SVM EDITORIAL: Legislator tries but fails to win justice reforms

Politics have blocked a regional lawmaker’s efforts to toughen penalties when DCFS workers are attacked. State Rep. Tony McCombie says she won’t stop fighting for justice.

State Rep. Tony McCombie talks to the Sauk Valley Media editorial board in April 2017 during a visit to Sterling.
State Rep. Tony McCombie talks to the Sauk Valley Media editorial board in April 2017 during a visit to Sterling.

State Rep. Tony McCombie, R-Savanna, tried to do right by the people she represents this week.

Unfortunately, she has little to show for it except disappointment.

The Democratic majority on the Judicial-Criminal Committee down in Springfield saw to that.

Eight Democratic members of the committee voted down a McCombie-sponsored bill that would have cracked down on people who attack employees of the Department of Children and Family Services, and Adult Protection Services, while they are carrying out their duties.
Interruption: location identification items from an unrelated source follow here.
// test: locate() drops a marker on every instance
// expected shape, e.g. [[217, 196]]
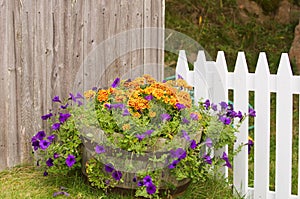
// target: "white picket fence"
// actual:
[[212, 80]]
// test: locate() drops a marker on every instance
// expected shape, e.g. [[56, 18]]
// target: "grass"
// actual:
[[28, 182]]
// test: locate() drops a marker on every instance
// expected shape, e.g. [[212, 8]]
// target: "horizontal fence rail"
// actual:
[[212, 80]]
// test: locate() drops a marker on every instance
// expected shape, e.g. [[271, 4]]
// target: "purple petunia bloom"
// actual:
[[64, 106], [193, 144], [115, 83], [194, 116], [35, 143], [117, 175], [63, 117], [126, 112], [185, 135], [173, 164], [55, 155], [147, 180], [208, 142], [250, 145], [214, 107], [180, 153], [44, 144], [99, 149], [51, 137], [180, 106], [47, 116], [149, 97], [109, 168], [185, 121], [55, 126], [227, 163], [40, 135], [72, 97], [151, 189], [56, 99], [140, 183], [49, 162], [225, 120], [207, 158], [252, 112], [165, 117], [70, 160], [206, 104], [140, 136], [223, 105]]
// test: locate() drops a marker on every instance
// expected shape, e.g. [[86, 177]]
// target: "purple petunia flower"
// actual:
[[193, 144], [227, 163], [140, 183], [207, 158], [63, 117], [115, 83], [151, 189], [214, 107], [239, 115], [147, 180], [51, 137], [165, 117], [40, 135], [149, 97], [206, 104], [117, 175], [126, 112], [35, 143], [208, 142], [47, 116], [140, 136], [180, 153], [185, 135], [64, 106], [55, 126], [173, 164], [225, 120], [194, 116], [185, 121], [49, 162], [223, 105], [72, 97], [250, 145], [70, 160], [109, 168], [55, 155], [180, 106], [99, 149], [56, 99], [252, 112], [44, 144]]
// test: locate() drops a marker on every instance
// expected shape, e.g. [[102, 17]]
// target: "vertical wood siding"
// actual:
[[46, 46]]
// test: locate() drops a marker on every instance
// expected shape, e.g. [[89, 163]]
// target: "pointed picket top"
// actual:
[[284, 68], [262, 67], [241, 66], [182, 67]]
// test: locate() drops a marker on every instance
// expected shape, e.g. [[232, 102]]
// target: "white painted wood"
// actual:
[[240, 179], [284, 114], [262, 128]]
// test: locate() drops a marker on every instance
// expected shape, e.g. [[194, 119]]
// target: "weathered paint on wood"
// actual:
[[47, 48]]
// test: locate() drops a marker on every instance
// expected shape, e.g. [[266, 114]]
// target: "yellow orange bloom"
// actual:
[[102, 95]]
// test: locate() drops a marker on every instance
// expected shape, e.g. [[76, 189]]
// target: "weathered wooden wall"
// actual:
[[46, 45]]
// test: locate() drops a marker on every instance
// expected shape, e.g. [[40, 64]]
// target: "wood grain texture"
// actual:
[[56, 47]]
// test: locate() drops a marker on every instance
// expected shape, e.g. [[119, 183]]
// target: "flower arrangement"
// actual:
[[140, 134]]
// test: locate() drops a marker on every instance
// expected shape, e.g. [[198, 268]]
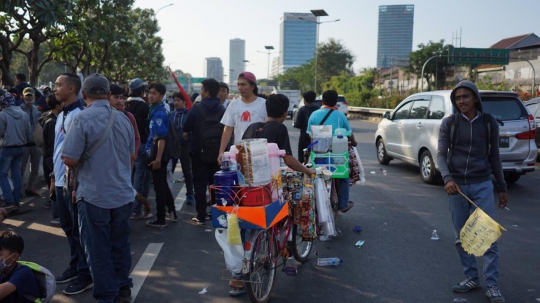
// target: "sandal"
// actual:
[[346, 209]]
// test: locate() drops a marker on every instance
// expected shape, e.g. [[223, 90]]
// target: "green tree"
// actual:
[[420, 56]]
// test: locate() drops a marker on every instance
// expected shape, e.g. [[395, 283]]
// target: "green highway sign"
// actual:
[[478, 56]]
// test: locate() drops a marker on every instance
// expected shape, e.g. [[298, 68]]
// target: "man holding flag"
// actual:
[[466, 160]]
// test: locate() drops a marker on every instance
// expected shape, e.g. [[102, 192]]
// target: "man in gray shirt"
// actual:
[[104, 193]]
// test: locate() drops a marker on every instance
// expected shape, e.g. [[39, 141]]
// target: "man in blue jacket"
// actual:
[[155, 148], [466, 165]]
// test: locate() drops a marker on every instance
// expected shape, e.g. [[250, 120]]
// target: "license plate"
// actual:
[[504, 142]]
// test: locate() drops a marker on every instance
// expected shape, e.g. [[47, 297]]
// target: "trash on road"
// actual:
[[434, 235]]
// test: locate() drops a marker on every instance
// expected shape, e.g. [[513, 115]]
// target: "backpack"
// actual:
[[142, 122], [210, 132], [45, 280], [172, 143], [455, 123]]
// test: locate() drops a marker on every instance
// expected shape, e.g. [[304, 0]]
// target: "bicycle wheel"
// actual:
[[262, 273], [300, 248]]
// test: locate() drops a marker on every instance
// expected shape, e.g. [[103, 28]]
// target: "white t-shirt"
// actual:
[[241, 115]]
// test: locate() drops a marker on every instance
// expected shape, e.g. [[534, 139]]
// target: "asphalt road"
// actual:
[[398, 262]]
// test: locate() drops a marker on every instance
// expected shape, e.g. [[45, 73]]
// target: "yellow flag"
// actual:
[[479, 232]]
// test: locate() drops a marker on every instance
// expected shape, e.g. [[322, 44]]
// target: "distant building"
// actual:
[[213, 68], [298, 39], [395, 35], [237, 56]]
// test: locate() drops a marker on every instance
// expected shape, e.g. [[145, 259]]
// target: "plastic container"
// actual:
[[329, 261], [225, 180]]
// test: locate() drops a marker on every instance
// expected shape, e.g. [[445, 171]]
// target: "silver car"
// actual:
[[410, 133]]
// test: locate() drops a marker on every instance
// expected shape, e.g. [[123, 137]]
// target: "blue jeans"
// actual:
[[105, 236], [461, 209], [69, 218], [11, 160], [141, 176], [343, 192]]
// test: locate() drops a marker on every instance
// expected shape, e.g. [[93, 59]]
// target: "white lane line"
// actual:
[[143, 267]]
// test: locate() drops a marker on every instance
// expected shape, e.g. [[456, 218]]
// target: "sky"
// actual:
[[193, 30]]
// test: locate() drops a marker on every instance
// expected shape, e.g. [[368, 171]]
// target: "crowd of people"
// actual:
[[101, 145]]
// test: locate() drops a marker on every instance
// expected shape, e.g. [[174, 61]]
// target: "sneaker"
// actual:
[[494, 295], [124, 294], [466, 285], [156, 223], [68, 275], [196, 221], [31, 193], [78, 286], [346, 209], [173, 216]]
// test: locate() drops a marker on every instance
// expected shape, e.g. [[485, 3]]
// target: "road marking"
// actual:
[[143, 267]]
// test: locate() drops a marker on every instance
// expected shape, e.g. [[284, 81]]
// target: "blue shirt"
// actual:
[[25, 282], [61, 128], [104, 180], [337, 119], [159, 125]]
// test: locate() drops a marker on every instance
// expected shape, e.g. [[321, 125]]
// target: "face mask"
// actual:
[[3, 265]]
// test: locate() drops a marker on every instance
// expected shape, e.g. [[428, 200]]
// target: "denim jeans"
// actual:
[[69, 218], [34, 154], [105, 235], [461, 209], [11, 160], [343, 192], [141, 176]]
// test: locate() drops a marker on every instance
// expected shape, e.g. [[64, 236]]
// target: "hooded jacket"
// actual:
[[193, 122], [471, 161], [15, 127]]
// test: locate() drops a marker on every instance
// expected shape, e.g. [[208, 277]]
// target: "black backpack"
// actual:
[[210, 132], [172, 143], [142, 122]]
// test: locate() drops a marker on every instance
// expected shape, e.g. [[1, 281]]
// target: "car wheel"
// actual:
[[511, 178], [427, 168], [382, 156]]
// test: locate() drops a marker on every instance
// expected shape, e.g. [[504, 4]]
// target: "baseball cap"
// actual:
[[96, 84], [136, 83], [248, 76], [29, 91]]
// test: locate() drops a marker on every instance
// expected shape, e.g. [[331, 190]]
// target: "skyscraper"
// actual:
[[298, 39], [237, 56], [395, 35], [214, 68]]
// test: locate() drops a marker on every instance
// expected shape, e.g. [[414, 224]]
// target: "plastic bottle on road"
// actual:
[[328, 261]]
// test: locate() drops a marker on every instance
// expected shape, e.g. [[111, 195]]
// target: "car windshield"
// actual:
[[504, 108]]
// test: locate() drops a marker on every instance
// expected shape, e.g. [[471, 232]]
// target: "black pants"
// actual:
[[203, 175], [303, 142], [185, 162], [164, 196]]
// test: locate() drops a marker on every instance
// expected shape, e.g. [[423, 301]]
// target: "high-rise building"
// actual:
[[298, 39], [214, 68], [237, 57], [395, 35]]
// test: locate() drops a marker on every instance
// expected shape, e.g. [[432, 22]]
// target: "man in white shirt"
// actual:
[[242, 112]]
Five Republicans supported the measure, but it went down to defeat.

McCombie thought she had a winning piece of legislation.

It was derived from the needs of her constituents, after a state DCFS worker from Dixon, Pam Knight, 59, who worked out of the Sterling office, was brutally beaten in Milledgeville last September while she was performing her duties.

Knight was so severely injured that she was hospitalized for months and died in a Chicago hospital on Feb. 8. Her attacker now faces 20 to 60 years in prison.

McCombie’s bill had more than 40 co-sponsors, both Republicans and Democrats, so it was clear that the legislation had bipartisan support.

The bill would have elevated protections for those state employees to the same level as apply to police officers, firefighters and other emergency responders. Thugs who choose to attack those categories of governmental employees will face charges of felony aggravated battery, not simple battery.

We believe McCombie’s bill is a common-sense response to the horrible attack on Pam Knight.

That’s not how the Democratic majority on the Judicial-Criminal Committee saw it.

Politics most certainly played a hand in the bill’s defeat. Had the victim lived in a Democratic district close to or in the city of Chicago, the drumbeat for lawmakers to act would have been resounding.

But because the brutal beating occurred in far-off Northwestern Illinois, the Democratic majority found it easier to look the other way.

How heartless.

How callous.

“The state again failed the people of Illinois, but I will not be complacent, and I will not stop fighting for what is fair and just,” McCombie said.

We hope McCombie takes her fight to the home districts of those who voted against her bill, explains to their constituents exactly what went on in that legislative committee, and tells them Pam Knight’s tragic story.

Big city or downstate, Democrat or Republican, justice is supposed to be blind to one’s region or political preference.

How utterly sad that some legislators don’t give that principle of law a passing thought.